First of all, I wasn't even certain he was going to be in preschool. For most of the summer, the uncertainty hung over me. His speech therapist last year was going to make an effort to snag him a spot, but then she and the entire administration left on summer vacation, and when they returned they got busy sending me paperwork and robocalls but were not often there to answer the phone and answer my question directly:

"Is my son enrolled in preschool?"

I left messages on several voice mails, and then I got a call from one of the people in charge, a very friendly woman whom I like very much. She told me that Cloud was in, and that he was scheduled for two mornings per week.... but she didn't know which mornings.

So, for about a week, we were left hanging on which two calendar columns to fill up with little 'school' notations. That dragged into two weeks, as Hurricane Irene delayed the opening of the entire public school system by a week.

Today, less than an hour before orientation was to start, Cloud's old speech therapist called me back.
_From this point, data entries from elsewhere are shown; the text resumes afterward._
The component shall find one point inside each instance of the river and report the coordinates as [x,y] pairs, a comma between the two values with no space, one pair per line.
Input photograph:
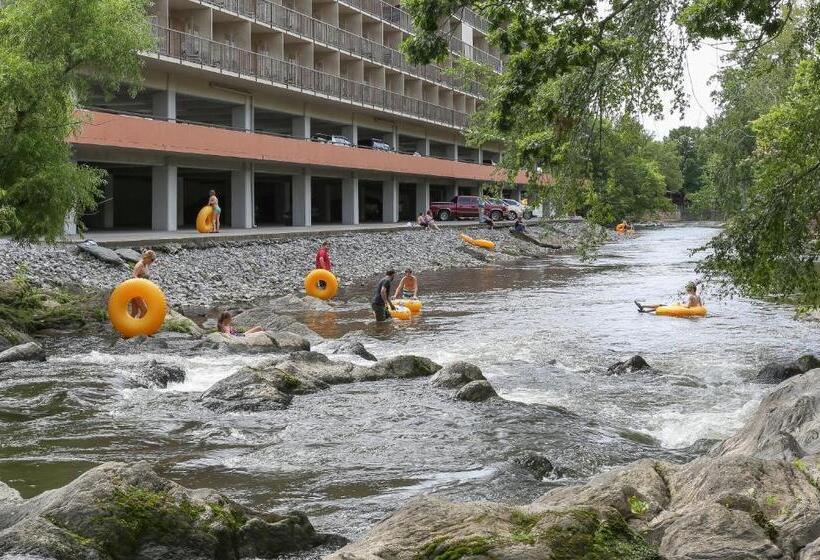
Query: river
[543,332]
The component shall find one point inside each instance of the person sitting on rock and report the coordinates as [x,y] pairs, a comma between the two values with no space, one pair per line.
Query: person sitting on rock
[408,286]
[223,325]
[692,300]
[138,306]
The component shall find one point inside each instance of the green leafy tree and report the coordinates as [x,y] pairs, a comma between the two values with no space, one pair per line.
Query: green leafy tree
[50,52]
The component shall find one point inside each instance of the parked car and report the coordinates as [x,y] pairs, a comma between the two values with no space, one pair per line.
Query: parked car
[516,209]
[335,139]
[465,206]
[375,144]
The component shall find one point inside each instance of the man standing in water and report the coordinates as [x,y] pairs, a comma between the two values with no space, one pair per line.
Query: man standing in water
[381,299]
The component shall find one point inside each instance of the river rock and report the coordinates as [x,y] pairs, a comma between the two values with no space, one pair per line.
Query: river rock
[102,253]
[476,391]
[121,511]
[785,425]
[634,364]
[457,374]
[776,372]
[128,254]
[28,352]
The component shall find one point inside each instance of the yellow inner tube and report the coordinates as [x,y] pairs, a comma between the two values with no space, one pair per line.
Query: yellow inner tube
[680,311]
[414,305]
[326,291]
[401,313]
[483,243]
[122,295]
[205,219]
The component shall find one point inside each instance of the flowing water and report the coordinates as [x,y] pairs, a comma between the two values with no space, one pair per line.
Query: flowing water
[542,331]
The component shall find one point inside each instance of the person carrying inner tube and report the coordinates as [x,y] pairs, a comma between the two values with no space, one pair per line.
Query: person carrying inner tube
[692,300]
[408,286]
[381,299]
[138,305]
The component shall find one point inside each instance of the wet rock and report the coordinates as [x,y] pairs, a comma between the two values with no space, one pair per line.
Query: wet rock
[128,254]
[784,426]
[123,511]
[457,374]
[537,464]
[776,372]
[156,375]
[102,253]
[634,364]
[476,391]
[28,352]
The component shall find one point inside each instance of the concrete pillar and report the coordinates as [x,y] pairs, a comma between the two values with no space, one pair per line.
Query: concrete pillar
[422,196]
[301,127]
[108,204]
[300,188]
[390,201]
[165,103]
[352,133]
[242,116]
[164,198]
[350,200]
[242,197]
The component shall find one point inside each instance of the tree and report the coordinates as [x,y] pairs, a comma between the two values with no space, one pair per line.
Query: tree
[50,52]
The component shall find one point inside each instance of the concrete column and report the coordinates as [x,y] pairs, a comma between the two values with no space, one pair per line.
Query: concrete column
[301,199]
[165,103]
[352,133]
[242,197]
[164,198]
[301,127]
[350,200]
[242,116]
[422,196]
[108,204]
[390,201]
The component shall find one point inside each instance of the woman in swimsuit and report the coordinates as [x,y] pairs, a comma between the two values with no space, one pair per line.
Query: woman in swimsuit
[223,325]
[213,201]
[138,306]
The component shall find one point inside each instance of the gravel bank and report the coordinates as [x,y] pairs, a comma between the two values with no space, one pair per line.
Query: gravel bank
[240,271]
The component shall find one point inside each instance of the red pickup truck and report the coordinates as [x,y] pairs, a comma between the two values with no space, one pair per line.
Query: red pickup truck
[464,206]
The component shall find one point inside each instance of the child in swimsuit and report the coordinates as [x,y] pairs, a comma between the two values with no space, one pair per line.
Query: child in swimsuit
[213,201]
[223,325]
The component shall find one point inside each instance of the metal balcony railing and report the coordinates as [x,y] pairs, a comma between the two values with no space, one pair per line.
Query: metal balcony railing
[191,48]
[292,21]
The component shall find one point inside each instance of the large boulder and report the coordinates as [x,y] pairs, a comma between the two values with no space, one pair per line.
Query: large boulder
[102,253]
[785,425]
[476,391]
[28,352]
[456,375]
[776,372]
[118,512]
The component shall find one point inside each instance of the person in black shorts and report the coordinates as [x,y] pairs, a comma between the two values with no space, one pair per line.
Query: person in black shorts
[381,299]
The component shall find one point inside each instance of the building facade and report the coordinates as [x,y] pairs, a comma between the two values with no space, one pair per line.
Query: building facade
[299,113]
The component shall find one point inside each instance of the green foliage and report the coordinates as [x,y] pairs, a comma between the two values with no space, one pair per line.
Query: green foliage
[50,51]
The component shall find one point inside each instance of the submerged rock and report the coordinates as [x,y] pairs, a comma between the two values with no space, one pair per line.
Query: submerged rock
[456,375]
[120,512]
[476,391]
[28,352]
[634,364]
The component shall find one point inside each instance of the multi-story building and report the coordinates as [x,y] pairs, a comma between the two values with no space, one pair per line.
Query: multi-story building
[295,114]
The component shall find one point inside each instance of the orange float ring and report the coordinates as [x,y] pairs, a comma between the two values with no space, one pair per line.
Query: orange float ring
[122,320]
[205,219]
[313,288]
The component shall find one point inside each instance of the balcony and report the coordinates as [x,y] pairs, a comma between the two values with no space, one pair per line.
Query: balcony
[184,47]
[297,23]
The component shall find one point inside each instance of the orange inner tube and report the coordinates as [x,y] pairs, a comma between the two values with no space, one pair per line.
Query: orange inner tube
[315,289]
[205,219]
[154,300]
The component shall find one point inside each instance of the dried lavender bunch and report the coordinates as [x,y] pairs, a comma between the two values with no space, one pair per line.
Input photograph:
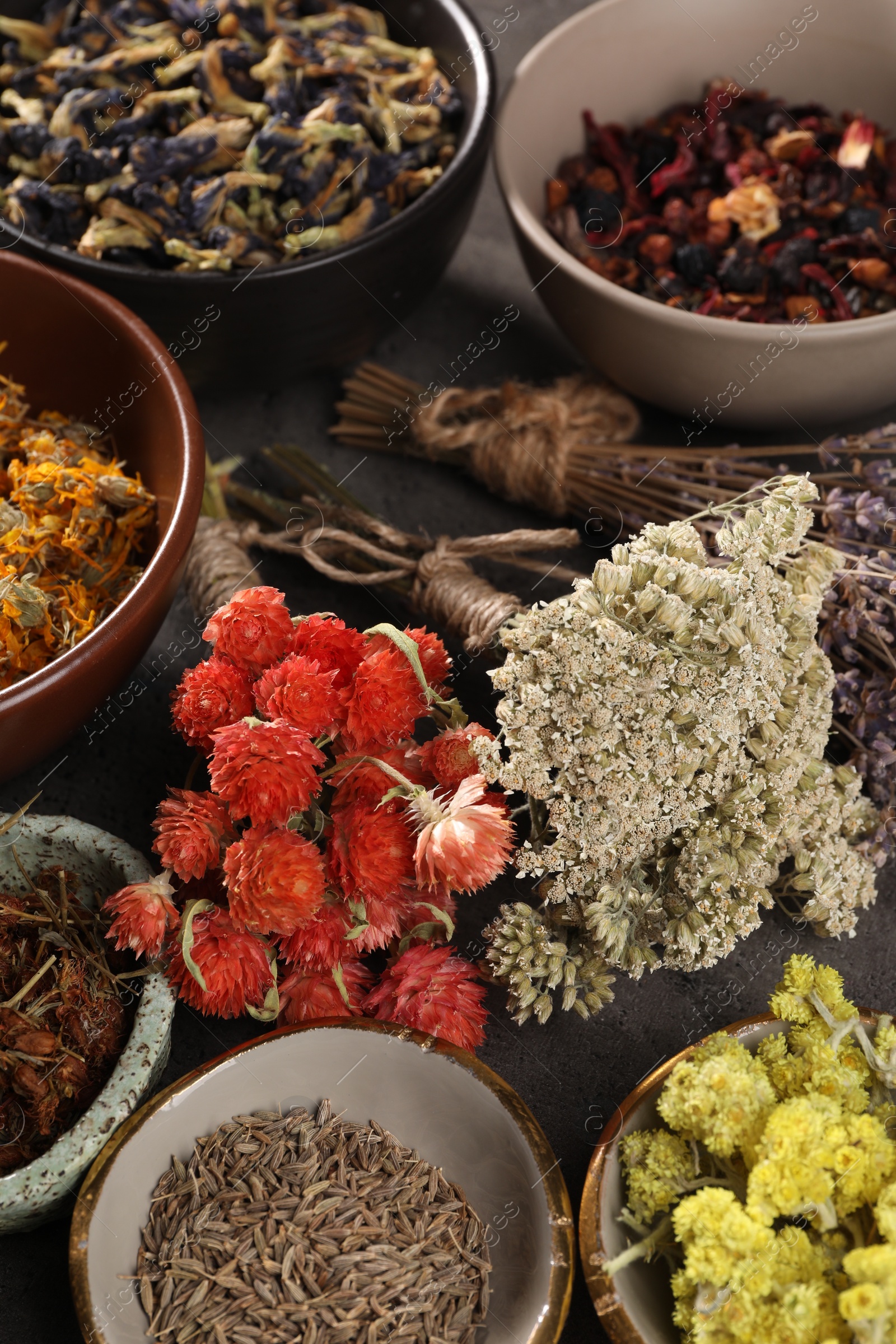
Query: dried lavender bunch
[673,720]
[859,619]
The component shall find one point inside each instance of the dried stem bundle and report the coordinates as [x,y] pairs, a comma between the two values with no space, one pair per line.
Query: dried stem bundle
[554,456]
[558,448]
[339,538]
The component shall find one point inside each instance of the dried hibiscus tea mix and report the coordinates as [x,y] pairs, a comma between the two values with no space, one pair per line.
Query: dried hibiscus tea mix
[742,209]
[194,136]
[65,1016]
[328,834]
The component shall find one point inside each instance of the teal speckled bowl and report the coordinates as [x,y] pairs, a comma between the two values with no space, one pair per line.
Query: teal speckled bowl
[46,1187]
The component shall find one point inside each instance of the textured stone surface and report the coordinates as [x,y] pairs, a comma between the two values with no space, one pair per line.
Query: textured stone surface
[115,772]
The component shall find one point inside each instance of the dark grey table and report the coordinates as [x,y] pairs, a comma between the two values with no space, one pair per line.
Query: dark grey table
[115,771]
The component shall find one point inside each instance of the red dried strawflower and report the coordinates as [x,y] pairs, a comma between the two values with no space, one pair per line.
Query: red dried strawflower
[254,628]
[385,918]
[143,913]
[319,941]
[231,962]
[371,850]
[365,780]
[265,771]
[193,828]
[311,995]
[465,841]
[388,699]
[210,697]
[435,656]
[430,990]
[274,879]
[335,648]
[297,691]
[449,758]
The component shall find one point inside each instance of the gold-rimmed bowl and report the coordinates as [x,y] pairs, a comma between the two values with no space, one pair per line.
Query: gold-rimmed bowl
[636,1304]
[437,1099]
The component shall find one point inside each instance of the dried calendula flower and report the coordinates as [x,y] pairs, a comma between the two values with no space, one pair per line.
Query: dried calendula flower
[70,523]
[672,717]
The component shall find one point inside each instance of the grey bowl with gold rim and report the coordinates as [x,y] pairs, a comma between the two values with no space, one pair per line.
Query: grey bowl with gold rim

She informed me that he would be attending on Tuesdays and Fridays. She assured me that he would see her. (He'd been asking for her. Or rather, every time I tried to get him to say the name of his new teacher, he'd say her name instead.) I told her I was coming to the orientation and she told me she'd see us there.

Once there, I found Cloud's classroom and we entered. There were five other children present, and two of them were nonwhite. No other Asians, unfortunately. There was an African-American girl and a medium-brown-skinned girl of unclear ethnicity. I hope Cloud enjoys the diversity of preschool, because it will probably get worse as he goes into the higher grades. I'm pleasantly amazed at the significant scattering of nonwhite children at that school. It's a little pocket of diversity in a region where it's hard to find places with races all mixed together. Cloud may not spend much time looking at faces that resemble his, but he can look at various other types of faces.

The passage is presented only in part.